Edit: For example, if a byte array has one of the following:
byte[] minInt48 = new byte[] { (byte)0x80, 0, 0, 0, 0, 0 };
byte[] maxInt48 = new byte[] { (byte)0x7F, (byte)0xFF, (byte)0xFF, (byte)0xFF, (byte)0xFF, (byte)0xFF };
How can I parse this into a Java primitive (i.e. Java long) such that the sign value is preserved?
First you need to understand sign extension. You need to treat each byte as an unsigned value.
long v = 0;
byte q = -2; // unsigned value of 254
v = v + q;
System.out.println(v); // prints -2 which is not what you want.
v = 0;
v = v + (q & 0xFF); // mask off sign extension from q.
System.out.println(v); // prints 254 which is correct.
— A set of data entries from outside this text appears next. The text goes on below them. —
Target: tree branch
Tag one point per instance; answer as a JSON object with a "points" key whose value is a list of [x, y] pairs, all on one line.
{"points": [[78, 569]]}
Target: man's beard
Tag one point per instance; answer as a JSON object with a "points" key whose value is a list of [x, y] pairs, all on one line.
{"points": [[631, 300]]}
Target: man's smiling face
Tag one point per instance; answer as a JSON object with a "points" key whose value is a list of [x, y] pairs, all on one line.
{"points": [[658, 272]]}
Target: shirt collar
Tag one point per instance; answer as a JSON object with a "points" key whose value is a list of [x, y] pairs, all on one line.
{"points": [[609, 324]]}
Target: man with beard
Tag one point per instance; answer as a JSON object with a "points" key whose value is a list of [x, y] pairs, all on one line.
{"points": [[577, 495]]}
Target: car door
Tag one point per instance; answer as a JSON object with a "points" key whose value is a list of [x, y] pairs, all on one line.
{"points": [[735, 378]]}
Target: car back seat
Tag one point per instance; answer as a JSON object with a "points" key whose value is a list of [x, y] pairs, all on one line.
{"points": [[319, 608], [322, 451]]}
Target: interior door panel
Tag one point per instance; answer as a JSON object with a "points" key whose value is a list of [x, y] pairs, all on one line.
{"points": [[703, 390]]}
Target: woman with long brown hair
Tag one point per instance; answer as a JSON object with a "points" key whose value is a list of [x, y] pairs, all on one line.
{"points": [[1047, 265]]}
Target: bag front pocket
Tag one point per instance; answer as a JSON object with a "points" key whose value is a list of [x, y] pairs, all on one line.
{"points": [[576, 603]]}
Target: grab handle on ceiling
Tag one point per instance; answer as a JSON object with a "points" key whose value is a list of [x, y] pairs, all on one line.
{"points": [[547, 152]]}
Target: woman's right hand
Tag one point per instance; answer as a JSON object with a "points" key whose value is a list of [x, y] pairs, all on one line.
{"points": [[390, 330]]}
This is one way of doing it.
long val = 0;
byte[] bytes = { -1, 12, 99, -121, -3, 123
};
for (int i = 0; i < bytes.length; i++) {
// shift the val left by 8 bits first.
// then add b. You need to mask it with 0xFF to
// eliminate sign extension to a long which will
// result in an incorrect conversion.
val = (val << 8) | ((i == 0 ? bytes[i]
: bytes[i] & 0xFF));
}
System.out.println(val);
new BigInteger(by).longValue()